A ello se le ha añadido el contraste moralizante de la hiperperfección ecosocial. Seguro que te suena haber leído historias sobre personas que viven sin plástico, o sin generar basura, o reutilizando toda el agua, o que jamás se suben a un coche. Estas historias, pese a que su difusión obedezca a veces a un legítimo intento de inspirarnos al resto, pueden acabar teniendo un efecto rebote. Yo no soy perfecto, y seguramente tú tampoco lo seas. Admiro profundamente a quien es capaz de llevar su compromiso hasta el extremo, pero necesitamos otro aliciente. No necesitamos un puñado de gente haciéndolo todo de forma perfecta, sino una mayoría de gente transitando hacia la descarbonización, aunque sea de forma imperfecta. Que el 80% de la población de un país reduzca a la mitad el consumo de carne es mucho más transformador que si un pequeño porcentaje es capaz de eliminar la carne por completo de sus dietas. Vivir sin nada de plástico es posible, pero extremadamente complicado para la inmensa mayoría de la gente. Reducir un 75% el plástico que usamos, en cambio, es incluso más sencillo de lo que pensamos.

En una investigación en Estados Unidos sobre credibilidad, comunicación y cambio climático, publicada en 2020 en la revista Energy Research & Social Science, sus autores presentaban hallazgos sobre esta cuestión.

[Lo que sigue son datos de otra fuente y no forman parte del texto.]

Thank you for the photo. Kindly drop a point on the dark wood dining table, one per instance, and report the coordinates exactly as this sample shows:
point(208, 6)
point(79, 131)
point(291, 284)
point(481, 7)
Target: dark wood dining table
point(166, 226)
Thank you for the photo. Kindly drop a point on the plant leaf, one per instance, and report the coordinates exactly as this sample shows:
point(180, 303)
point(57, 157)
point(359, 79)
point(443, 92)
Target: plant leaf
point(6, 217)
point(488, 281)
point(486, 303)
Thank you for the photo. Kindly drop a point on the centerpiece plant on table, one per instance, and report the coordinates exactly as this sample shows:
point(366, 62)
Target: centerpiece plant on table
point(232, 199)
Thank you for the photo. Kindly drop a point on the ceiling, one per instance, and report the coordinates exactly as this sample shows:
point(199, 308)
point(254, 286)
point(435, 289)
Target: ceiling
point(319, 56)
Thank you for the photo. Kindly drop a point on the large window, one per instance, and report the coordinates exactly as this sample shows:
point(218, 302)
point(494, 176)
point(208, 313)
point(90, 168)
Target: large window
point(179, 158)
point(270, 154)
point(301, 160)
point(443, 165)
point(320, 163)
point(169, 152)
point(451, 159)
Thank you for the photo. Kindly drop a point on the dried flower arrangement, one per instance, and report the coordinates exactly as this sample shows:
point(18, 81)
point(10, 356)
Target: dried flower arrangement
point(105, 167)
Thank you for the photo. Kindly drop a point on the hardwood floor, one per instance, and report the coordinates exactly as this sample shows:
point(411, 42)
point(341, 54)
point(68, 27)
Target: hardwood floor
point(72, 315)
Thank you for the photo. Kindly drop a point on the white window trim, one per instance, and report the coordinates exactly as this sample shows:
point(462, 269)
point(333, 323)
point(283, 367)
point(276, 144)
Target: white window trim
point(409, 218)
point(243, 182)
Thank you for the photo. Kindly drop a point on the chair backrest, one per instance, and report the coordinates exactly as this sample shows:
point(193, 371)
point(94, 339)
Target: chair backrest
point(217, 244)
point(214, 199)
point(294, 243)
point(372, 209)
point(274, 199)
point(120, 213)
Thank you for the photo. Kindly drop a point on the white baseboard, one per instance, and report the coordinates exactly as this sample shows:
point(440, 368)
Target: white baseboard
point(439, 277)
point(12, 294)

Así, los resultados de la encuesta realizada mostraban que los expertos y activistas eran más creíbles y tenían mayor influencia cuando adoptaban una serie de comportamientos respetuosos con el planeta en su día a día. La coherencia es un valor, sin duda. Pero también encontramos otro hallazgo reseñable en el estudio: si las medidas tomadas eran percibidas como demasiado extremas, el grado de credibilidad e influencia decaía. Al entender que eran vías de acción que no podían adoptar, las desechaban. Necesitamos gente como nosotros que adopte medidas que veamos factibles; si las llevan al límite, nos desconectamos. No nos queremos mirar en el espejo de quien es perfecto, sino de quien hace que los logros parezcan estar al alcance de nuestra mano.

Así que coge el martillo de nuevo y repite conmigo, aunque lo hayamos dicho ya unas cuantas veces. No eres culpable. Eres responsable. Tienes una innegable parcela de responsabilidad sobre la que puedes actuar –y luego nos tocará ver cómo hacerlo–, y que no se circunscribe a tus meros actos, ni tampoco a lo que tradicionalmente hemos considerado como buenas prácticas ambientales. No necesitas ser perfecto para empezar a hacerlo. Y lo que hagas importa. Mucho.


Este es un fragmento de ‘¿Y ahora yo qué hago? Cómo evitar la culpa climática y pasar a la acción?’ (Capitan Swing), de Andreu Escrivà.